[Llegiu-lo en català]

“El trabajo presentado en la asignatura deberá ser original y no se admitirá, bajo ninguna circunstancia, el plagio total o parcial de materiales ajenos publicados en cualquier soporte. El estudiante deberá explicitar convenientemente, según los usos de la documentación bibliográfica, la autoría de todas las citas y el uso de materiales ajenos. La eventual presentación de material no original sin indicar adecuadamente su origen, acarreará automáticamente la calificación de suspenso (0).”

Esta es la consigna que reza en la guía docente del trabajo final de Máster oficial de Lengua y Literatura hispánicas y enseñanza de español como lengua extranjera de la Universidad Autónoma de Barcelona. Además, para disipar cualquier duda añade:

“Plagiar es copiar de fuentes no identificadas un texto, sea una sola frase o más, que se presenta como producción propia (eso incluye copiar frases o fragmentos de internet y añadirlos sin modificaciones al texto que se presenta como propio), lo cual se considera una falta grave. Es necesario aprender a respetar la propiedad intelectual ajena y a referenciar siempre las fuentes que se utilizan, y es imprescindible responsabilizarse de la originalidad y autenticidad del texto propio.”

No he tenido oportunidad todavía de leer la tesis doctoral de Pedro Sánchez, pero imagino que se sustenta en consignas del mismo. Mi buena fe me invita a creerlo así. Sin embargo la buena fe sobre este tema en concreto está sufriendo últimamente fuertes envites que amenazan con corromperla, además de hacer peligrar el buen nombre de la educación pública y privada. Másteres y doctorados que se han borrado de currículos en cuestión de horas, profesores acusados de prácticas ilícitas, trabajos volatilizados, plagios consentidos… mientras que miles de alumnos anónimos se ciñen a la rigurosa legalidad, que se esfuerzan por cumplir con los requerimientos exigidos, que trasnochan delante de sus ordenadores para entregar sus trabajos puntualmente, mientras invierten su tiempo, dinero y esfuerzo, otros ciudadanos, más populares, adquieren los títulos a golpe de talonario, de favores y de poder.

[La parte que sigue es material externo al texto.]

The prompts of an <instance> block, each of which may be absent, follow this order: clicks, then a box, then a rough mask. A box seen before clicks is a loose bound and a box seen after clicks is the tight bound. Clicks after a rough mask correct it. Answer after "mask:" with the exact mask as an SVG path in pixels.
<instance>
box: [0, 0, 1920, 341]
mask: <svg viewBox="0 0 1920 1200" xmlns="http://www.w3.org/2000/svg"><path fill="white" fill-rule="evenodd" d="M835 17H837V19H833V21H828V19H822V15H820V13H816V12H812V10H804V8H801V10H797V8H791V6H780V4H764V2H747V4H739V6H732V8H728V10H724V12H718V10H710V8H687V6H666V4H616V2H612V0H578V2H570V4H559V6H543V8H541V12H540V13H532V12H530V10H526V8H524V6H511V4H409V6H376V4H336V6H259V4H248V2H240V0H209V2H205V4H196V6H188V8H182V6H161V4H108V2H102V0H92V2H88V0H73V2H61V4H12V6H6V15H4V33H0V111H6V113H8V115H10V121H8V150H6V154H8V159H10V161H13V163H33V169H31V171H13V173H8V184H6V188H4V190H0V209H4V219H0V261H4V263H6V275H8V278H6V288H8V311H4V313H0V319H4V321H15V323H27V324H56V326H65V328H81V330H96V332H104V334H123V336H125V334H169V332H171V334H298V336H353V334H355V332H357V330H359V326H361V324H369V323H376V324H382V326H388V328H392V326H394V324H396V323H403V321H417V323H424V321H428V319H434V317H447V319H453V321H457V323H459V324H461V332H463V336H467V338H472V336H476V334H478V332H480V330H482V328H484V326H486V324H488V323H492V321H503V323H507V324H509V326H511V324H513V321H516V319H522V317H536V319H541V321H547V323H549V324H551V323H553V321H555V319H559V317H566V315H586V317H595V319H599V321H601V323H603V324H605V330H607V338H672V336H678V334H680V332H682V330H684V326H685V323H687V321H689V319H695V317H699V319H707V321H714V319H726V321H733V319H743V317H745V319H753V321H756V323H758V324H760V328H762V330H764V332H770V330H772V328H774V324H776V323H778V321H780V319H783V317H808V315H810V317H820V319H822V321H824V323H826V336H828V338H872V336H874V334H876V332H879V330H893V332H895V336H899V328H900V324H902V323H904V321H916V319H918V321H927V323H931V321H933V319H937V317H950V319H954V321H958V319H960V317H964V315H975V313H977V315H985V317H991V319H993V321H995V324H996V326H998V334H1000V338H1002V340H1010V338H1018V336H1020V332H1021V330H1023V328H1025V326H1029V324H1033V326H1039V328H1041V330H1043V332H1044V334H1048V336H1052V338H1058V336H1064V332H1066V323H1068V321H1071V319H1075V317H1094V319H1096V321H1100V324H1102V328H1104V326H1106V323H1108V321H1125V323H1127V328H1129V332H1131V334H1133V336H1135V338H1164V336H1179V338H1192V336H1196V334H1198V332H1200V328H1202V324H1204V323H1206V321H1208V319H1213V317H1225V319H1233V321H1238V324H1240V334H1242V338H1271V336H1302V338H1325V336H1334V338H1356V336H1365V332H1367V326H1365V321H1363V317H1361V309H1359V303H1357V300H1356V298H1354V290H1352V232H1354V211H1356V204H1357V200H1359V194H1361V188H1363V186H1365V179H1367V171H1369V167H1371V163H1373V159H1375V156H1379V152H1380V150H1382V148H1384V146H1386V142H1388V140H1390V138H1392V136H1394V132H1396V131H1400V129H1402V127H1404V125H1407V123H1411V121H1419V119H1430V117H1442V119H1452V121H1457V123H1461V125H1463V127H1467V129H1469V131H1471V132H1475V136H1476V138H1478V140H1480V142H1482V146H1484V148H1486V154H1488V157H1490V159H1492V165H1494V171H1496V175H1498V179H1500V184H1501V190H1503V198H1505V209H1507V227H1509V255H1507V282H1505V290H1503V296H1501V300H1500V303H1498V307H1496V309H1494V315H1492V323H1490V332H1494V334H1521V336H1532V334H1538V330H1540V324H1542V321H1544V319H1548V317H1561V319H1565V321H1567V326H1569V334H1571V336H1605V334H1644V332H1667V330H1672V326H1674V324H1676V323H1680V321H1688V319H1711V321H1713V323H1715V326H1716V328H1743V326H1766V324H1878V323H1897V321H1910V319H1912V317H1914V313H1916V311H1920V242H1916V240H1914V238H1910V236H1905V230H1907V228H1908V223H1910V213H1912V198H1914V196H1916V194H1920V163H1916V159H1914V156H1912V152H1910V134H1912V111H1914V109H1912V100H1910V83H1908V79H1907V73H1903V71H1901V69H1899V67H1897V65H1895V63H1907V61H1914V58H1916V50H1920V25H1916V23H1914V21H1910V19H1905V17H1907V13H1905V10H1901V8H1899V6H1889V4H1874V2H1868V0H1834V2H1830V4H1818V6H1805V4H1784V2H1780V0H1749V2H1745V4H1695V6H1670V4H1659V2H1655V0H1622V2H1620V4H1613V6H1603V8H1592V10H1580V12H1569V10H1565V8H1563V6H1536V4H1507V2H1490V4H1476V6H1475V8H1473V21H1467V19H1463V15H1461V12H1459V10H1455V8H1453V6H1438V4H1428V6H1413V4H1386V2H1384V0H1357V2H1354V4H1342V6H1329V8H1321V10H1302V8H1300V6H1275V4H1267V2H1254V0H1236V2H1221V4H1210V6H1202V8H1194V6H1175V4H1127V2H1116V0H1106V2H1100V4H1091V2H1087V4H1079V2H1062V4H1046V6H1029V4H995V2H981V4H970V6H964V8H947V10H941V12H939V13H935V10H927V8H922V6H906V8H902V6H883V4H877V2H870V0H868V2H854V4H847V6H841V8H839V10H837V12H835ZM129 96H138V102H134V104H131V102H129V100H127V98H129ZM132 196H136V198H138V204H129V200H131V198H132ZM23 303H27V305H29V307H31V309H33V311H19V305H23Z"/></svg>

Tratan los títulos a peso, como quien compra carne en el mercado —póngame quinientos gramos de este máster y un quilo de tesis— mientras las universidades callan cómplices ante este tremendo atentado contra el valor de la educación. Conozco brillantes compañeros que se apearon en el camino de los estudios universitarios, incapaces de asumir los abusivos precios de la enseñanza teóricamente pública. Mentes brillantes que deberían, por ley, estar en posesión de un título que les fue vetado por cuestiones puramente económicas.

Hace unos años cursé el Grado de Lengua y Literatura Españolas en la Universidad Autónoma de Barcelona, tuve el privilegio de tener un abanico de profesores de gran prestigio y reconocimiento internacional. Fue un tremendo esfuerzo personal, pero también familiar. Estudiaba a horas intempestivas mientras amamantaba a mi hijo, dormía escasas cuatro horas. Mi suegra y mi madre hacían turnos y filigranas para adaptarse a los horarios de mi carrera e ir llenando nuestra nevera. El cinturón familiar se ajustó al máximo para que yo pudiera formarme, para que tuviera un título que me asegurara un buen futuro laboral. Todo el mundo se sacrificó en pos de lo que suponía que iba a ser una inversión que permitiría una mejora personal, laboral y económica y que tendría una repercusión directa en el núcleo familiar. Tras cuatro años de carrera, tras el máster, actualmente, estoy doctorándome.

Mi empeño sigue exigiendo ciertos ajustes familiares y bastantes sacrificios, pero soy una privilegiada al poder estudiar. Me parece una agravio, un insulto, un ultraje que individuos que se supone que son modelos para la sociedad y que se erigen como representantes de la misma, cometan tales delitos. Son malversadores, por extraer efectos públicos como son los títulos universitarios, son corruptos por pervertir a la institución y a los trabajadores, son mafiosos por engañar sin escrúpulos, son ruines por su despreciable actitud al ser descubiertos, son falsos por mentir al respecto de sus actividades ilegales, son deshonestos con ellos mismos y con el prójimo. Son mercantilistas y estafadores.

El único título, máster y doctorado que deberían tener sería el de villanía. Eso sí, previamente pasando un examen y presentando un trabajo: que la educación ni se regala ni se compra, se trabaja.